Aquele Criciúma costuma ser lembrado como o “time de Felipão”, mas a verdade é que o treinador seria a cereja do bolo na montagem dos campeões. O Tigre mantinha um elenco bastante entrosado desde os anos anteriores, que conseguiu ser tricampeão estadual, além de repetir as boas campanhas na Copa do Brasil. A postura aguerrida dentro de campo e o enorme empenho eram marcas registradas do apogeu tricolor, com Scolari dando um pouco mais de firmeza defensiva e força nas bolas paradas. Além disso, o Criciúma aproveitava muito bem seu caldeirão no Heriberto Hülse, onde ficou 18 meses sem perder jogos oficiais entre 1990 e 1991. Um time forte que marcou sua história e manterá para sempre o Tigre na lista de campeões nacionais.

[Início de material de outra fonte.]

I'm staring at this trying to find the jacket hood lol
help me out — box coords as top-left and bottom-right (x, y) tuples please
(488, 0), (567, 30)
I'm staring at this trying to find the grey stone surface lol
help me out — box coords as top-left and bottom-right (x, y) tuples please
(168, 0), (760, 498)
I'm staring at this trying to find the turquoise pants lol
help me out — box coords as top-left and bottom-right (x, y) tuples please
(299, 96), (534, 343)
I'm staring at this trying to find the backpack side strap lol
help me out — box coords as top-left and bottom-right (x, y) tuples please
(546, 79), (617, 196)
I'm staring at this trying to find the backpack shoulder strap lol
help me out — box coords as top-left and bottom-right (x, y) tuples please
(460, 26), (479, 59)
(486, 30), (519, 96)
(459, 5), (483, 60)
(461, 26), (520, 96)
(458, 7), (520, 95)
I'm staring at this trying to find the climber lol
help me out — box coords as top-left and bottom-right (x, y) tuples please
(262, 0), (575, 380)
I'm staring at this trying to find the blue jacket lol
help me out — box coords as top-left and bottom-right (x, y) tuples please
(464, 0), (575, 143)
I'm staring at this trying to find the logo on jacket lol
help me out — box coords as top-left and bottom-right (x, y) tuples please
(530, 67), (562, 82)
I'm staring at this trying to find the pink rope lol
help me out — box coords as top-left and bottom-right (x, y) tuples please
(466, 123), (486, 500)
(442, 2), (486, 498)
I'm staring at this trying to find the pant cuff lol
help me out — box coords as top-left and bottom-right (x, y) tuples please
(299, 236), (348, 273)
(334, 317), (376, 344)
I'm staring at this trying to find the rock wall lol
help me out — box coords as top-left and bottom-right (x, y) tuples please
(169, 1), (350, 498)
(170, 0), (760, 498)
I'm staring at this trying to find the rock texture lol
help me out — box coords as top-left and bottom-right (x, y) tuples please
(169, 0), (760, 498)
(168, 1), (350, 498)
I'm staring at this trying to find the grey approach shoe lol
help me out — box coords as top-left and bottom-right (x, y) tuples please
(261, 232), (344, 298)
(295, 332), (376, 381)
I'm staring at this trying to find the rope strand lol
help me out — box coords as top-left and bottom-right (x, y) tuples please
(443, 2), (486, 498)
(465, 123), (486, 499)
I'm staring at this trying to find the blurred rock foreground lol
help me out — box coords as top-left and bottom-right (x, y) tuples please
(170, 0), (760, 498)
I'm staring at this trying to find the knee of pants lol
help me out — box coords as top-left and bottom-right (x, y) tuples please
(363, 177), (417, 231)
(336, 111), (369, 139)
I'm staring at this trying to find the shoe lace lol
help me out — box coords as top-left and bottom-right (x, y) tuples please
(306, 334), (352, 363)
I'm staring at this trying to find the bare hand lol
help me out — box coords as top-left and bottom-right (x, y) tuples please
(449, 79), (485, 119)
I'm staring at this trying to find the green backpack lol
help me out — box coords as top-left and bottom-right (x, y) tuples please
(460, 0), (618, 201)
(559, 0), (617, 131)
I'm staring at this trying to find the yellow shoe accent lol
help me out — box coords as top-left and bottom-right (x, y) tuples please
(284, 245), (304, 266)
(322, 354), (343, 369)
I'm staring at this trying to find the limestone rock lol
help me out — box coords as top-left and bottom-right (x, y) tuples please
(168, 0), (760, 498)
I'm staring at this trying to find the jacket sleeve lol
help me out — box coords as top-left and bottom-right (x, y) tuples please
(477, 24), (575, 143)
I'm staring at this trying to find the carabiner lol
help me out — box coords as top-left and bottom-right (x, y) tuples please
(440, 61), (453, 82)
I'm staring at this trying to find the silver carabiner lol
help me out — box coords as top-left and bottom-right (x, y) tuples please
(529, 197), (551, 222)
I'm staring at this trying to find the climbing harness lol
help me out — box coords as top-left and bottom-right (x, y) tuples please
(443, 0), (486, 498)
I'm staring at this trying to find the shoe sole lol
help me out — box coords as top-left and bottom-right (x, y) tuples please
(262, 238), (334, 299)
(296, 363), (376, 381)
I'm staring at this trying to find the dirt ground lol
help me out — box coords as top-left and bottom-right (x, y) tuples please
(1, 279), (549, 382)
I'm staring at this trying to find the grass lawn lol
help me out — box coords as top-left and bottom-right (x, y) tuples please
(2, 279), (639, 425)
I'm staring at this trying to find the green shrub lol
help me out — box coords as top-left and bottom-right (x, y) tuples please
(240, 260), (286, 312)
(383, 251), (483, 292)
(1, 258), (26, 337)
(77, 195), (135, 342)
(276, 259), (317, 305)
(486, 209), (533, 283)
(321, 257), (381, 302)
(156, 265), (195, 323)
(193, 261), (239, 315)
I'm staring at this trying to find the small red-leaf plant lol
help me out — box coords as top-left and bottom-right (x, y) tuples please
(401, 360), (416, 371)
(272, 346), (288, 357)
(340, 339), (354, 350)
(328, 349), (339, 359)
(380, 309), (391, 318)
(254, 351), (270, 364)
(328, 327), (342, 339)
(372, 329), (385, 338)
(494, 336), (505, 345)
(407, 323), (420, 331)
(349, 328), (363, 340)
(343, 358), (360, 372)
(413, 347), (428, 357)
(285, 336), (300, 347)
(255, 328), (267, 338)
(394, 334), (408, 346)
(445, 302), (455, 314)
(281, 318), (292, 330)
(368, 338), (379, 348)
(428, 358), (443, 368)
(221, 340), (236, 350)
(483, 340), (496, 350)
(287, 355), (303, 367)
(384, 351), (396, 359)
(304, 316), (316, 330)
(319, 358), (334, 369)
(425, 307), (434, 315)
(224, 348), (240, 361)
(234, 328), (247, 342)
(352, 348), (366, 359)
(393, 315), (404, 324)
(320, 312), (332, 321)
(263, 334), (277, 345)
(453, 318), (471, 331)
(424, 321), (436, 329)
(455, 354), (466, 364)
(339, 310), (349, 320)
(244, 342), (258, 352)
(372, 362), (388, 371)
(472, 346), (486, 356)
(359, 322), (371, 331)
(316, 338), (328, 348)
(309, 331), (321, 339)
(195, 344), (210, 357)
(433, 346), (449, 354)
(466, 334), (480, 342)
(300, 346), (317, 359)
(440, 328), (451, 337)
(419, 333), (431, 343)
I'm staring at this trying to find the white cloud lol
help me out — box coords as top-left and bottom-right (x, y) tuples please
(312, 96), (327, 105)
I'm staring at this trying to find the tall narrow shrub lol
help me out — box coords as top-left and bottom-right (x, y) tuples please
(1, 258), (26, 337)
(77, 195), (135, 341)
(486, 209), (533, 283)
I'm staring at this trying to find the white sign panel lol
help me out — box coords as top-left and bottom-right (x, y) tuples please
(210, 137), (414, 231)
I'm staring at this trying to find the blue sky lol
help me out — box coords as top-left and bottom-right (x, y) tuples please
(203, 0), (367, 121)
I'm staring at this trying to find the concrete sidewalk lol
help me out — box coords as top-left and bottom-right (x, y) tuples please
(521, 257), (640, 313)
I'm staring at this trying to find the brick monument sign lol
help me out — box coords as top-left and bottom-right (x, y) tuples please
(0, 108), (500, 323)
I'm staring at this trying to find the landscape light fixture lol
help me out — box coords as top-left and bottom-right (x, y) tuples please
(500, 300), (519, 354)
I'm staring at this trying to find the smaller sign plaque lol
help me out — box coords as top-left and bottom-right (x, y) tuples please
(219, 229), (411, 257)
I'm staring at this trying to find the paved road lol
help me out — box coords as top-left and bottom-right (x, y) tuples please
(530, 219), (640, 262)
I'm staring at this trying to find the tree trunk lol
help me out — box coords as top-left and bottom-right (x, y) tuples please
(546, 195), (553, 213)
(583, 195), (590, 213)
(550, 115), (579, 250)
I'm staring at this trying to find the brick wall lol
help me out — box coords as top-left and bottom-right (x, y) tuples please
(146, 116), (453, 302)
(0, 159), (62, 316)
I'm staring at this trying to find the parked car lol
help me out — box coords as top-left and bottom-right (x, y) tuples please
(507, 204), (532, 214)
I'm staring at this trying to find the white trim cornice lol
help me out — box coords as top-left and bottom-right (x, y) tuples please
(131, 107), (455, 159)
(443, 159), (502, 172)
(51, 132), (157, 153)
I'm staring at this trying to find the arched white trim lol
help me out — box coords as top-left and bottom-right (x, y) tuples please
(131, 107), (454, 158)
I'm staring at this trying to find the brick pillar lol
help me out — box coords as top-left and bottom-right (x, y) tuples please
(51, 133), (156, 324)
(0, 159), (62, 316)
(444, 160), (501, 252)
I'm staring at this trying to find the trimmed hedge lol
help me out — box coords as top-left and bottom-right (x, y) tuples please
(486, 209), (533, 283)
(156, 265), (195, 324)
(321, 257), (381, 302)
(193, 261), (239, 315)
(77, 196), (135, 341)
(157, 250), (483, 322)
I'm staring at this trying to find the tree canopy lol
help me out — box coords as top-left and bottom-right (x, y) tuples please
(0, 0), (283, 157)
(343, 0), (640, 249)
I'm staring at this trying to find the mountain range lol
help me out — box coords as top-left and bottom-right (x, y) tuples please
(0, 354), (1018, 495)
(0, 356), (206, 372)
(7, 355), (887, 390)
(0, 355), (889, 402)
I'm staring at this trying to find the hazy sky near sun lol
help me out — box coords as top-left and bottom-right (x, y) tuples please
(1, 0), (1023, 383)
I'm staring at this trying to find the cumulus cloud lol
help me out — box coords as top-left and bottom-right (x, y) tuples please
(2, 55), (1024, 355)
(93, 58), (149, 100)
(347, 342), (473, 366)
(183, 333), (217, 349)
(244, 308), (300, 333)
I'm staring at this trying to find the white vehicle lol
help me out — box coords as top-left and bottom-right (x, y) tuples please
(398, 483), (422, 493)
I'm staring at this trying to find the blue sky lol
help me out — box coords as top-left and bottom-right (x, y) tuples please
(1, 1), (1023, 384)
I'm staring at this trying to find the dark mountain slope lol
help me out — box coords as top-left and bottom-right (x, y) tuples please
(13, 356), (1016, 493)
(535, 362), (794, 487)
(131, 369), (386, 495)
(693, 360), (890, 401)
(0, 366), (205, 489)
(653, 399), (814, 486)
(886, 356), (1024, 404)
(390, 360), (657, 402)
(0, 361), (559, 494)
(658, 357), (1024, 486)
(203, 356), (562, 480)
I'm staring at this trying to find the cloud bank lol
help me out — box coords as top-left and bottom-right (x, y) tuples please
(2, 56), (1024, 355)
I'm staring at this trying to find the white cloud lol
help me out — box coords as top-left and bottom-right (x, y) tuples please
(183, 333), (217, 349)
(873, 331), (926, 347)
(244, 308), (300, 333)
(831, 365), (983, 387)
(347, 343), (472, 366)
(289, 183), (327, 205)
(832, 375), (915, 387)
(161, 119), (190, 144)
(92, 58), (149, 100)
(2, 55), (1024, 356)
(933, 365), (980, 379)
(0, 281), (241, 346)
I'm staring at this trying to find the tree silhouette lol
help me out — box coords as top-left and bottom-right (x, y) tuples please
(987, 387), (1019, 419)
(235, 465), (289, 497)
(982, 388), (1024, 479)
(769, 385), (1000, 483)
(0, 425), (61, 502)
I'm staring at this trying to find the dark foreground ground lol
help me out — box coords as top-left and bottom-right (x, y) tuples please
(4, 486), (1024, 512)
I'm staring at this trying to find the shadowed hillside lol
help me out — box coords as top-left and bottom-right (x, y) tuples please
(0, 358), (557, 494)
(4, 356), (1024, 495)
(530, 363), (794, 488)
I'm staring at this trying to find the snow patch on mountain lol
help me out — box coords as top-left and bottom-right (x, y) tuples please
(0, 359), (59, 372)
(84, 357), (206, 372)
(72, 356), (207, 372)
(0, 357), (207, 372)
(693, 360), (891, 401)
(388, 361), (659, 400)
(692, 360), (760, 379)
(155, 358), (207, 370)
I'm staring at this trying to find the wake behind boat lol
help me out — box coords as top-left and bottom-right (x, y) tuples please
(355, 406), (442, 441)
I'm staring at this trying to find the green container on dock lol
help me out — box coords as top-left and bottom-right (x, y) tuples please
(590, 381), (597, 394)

Criciúma desponta no cenário nacional
A força da cidade de Criciúma no futebol catarinense ficou mais expressa a partir dos anos 1960. O principal representante local na época era o Metropol. A equipe conquistou cinco vezes o estadual e virou figurinha carimbada na Taça Brasil. Outro representante da cidade que teve sua relevância na época foi o Próspera, que chegou a ser vice-campeão catarinense em 1971. Ambos eram fomentados pelas empresas carboníferas da cidade, o que explicava o alto investimento e o sucesso nas competições regionais. Neste momento, o Criciúma Esporte Clube ainda não existia com esse nome.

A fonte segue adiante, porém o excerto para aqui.